Measurements of the orbital aperture, brow protrusion angle, eye protrusion, and the eye location within the orbit were used to model 27 different orbit anthropometries. Impacts were modeled using an eye model incorporating lagrangian-eulerian fluid flow for the eye, representing a full eye for evaluation of omnidirectional impact and interaction with the orbit. Computational simulations of a Little League (CD25) baseball impact at 30.1 m/s were conducted to assess the effect of orbit anthropometry on eye injury metrics. Parameters measured included stress and strain in the corneoscleral shell, internal dynamic eye pressure, and contact forces between the orbit, eye, and baseball.

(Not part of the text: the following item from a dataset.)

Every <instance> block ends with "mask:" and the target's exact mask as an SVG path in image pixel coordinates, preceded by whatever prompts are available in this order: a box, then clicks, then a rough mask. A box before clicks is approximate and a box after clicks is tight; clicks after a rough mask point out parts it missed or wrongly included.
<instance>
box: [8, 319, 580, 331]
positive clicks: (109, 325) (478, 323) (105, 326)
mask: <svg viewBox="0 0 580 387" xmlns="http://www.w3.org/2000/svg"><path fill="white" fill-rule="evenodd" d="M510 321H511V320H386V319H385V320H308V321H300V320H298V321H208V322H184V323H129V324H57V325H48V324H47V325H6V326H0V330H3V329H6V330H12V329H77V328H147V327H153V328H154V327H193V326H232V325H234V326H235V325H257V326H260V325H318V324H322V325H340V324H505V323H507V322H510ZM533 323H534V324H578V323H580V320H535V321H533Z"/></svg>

Peak stresses ranged from 11-24 MPa and peak pressure ranged from 0.6-2.4 MPa. Eye response varied significantly with anthropometry. Main effects and interaction effects identified in a statistical analysis illustrate the complex relationship between the anthropometric variation and eye response.


Results suggest the eye is more protected from impact with smaller orbital apertures (p=0.038), more brow protrusion (p=0.014), and less eye protrusion (p=0.002), provided that the orbital aperture is large enough to deter contact of the eye with the orbit. Results of this study are relevant to the design and regulation of motor vehicle safety systems and eye protection equipment for sports and military applications.